4.4.13 Low Prices Hurting Table Grape Industry

4.4.13 Low Prices Hurting Table Grape Industry

Sunraysia’s table grape growers are hurting, and unlike previous seasons, it’s not because of drought or rain.

Australian Table Grape Association (ATGA) Chief Executive Jeff Scott said growers in the region were producing high quality, sweet table grapes, but unfortunately, the returns to growers were unsustainable.

“Growers are being offered between $11 and $13 for a 10 kilogram carton of Menindee Seedless or Thompson Seedless, but it costs them $14 to $18 a carton to grow,” Mr Scott said.

Small numbers are securing reasonable prices through the central market system, but these low volumes are unsustainable also.

“Nobody can sustain losses like these and it is effectively destroying the industry.”

Mr Scott said that the major cause of the low return to growers was inadvertently due to supermarkets only purchasing from a few main suppliers. The majority of these suppliers have their own table grape farms.
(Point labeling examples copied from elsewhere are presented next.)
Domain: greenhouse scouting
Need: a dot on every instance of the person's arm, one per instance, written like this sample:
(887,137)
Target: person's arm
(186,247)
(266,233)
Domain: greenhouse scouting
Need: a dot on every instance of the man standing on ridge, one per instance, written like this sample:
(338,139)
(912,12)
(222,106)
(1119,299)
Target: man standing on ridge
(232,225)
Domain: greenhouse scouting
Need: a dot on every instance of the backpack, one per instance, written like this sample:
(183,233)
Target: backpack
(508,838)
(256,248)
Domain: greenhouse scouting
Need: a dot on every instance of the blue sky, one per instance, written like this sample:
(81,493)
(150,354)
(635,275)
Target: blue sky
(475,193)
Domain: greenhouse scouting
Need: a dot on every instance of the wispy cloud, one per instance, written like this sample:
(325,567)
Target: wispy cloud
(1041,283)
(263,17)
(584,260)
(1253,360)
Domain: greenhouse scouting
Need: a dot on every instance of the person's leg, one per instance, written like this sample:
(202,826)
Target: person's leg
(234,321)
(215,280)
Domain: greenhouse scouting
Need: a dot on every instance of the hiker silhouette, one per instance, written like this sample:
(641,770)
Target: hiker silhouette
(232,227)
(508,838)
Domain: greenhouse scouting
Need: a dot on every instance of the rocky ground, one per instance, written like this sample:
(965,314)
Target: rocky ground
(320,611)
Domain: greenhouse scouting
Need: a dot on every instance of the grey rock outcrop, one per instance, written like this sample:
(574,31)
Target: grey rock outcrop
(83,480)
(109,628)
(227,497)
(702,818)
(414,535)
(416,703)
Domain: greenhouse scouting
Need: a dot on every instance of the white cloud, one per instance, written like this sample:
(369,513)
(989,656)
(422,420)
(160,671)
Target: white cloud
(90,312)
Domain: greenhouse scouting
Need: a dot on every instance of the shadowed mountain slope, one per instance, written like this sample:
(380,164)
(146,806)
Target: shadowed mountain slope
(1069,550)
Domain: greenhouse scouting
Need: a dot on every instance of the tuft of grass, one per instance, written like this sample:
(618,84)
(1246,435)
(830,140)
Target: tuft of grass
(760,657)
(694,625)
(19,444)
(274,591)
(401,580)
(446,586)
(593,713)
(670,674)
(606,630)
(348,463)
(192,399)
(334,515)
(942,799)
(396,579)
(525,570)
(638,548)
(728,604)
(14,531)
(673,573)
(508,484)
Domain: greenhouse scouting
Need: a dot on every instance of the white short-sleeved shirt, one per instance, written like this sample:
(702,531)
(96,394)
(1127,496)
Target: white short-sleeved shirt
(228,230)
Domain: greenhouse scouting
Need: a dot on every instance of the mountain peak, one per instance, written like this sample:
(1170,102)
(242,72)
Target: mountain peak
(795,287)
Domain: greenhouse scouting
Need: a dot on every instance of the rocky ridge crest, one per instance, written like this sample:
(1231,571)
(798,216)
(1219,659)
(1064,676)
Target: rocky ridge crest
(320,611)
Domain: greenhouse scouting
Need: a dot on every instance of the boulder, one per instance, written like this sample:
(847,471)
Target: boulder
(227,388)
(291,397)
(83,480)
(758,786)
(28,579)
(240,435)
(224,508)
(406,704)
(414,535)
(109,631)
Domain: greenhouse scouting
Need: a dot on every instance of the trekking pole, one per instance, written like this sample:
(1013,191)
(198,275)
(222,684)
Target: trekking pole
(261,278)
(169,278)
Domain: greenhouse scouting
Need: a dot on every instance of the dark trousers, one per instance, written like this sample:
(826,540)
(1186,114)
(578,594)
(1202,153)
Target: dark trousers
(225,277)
When they cannot maintain supply to the supermarkets, they then purchase from numerous family owned farmers but offer prices that are unstainable in the short-term and will force the growers out of business and loss of livelihood in the very near future.

“This season saw a huge increase in yield from the early supply regions, exacerbating the problem by extending the early season into the main growing season of Sunraysia,” Mr Scott said.

A group of family owned growers attended a meeting with a senior supermarket produce buyer last week. The supermarket produce buyer advised the growers of forming a grower alliance to provide an alternative supply, but did not guarantee any sustainable purchase price

“Whilst the co-op idea is reasonable, many grower co-ops have started and failed for many and varied reasons,” Mr Scott said.

“The main issue is that prices being paid to growers are far too low, and the policy of supermarkets is to encourage and nurture a small supply base that can provide large volumes and this exacerbates the problem.”

Mr Scott Miroverve said the small group of growers who supply either or both of the chains are increasing their plantings to maintain or grow their market share.

“We assume these select suppliers submit a price for the upcoming week, with the buyers accepting the lowest offer, thereby setting an unrealistically low price based on the purchase of supplier market share, not the value of the product,” Mr Scott said.

These major suppliers are all receiving the same price per kilo for their offer. With limited cool room capacity, the smaller family-based business are forced to sell their fruit soon after picking, whereas some of the larger growers with bigger cool rooms and export market options can ride out price fluctuations.

Mr Scott also said that there doesn’t appear to be reward for quality. The supermarkets set a minimum specification which they can alter. In an extended supply base, new supplier growers would still not be rewarded for the extra costs to provide a better product. The customers of these major retailers do not see the quality of produce available from Australian growers. The growers have no alternative but to export this premium product to Asia, where growers are currently receiving fair returns.

“A take home message for all consumers is that the quality of the products you have been seeing on the shelf are in direct proportion to the input costs expended by the grower, knowing he has to minimise his costs to stay viable. Therefore, as Asian consumers are willing to pay for quality, they are receiving the premium food being grown in Australia at this time,” Mr Scott said.

ATGA Chairman Mr Lomman said, “The ATGA is committed to continued dialogue with Coles and Woolworths, and will continue to support this outlet for our fruit. We will be hoping for some substantial policy changes prior to next season’s harvest. We do not want to see the loss of livelihoods of our growers.”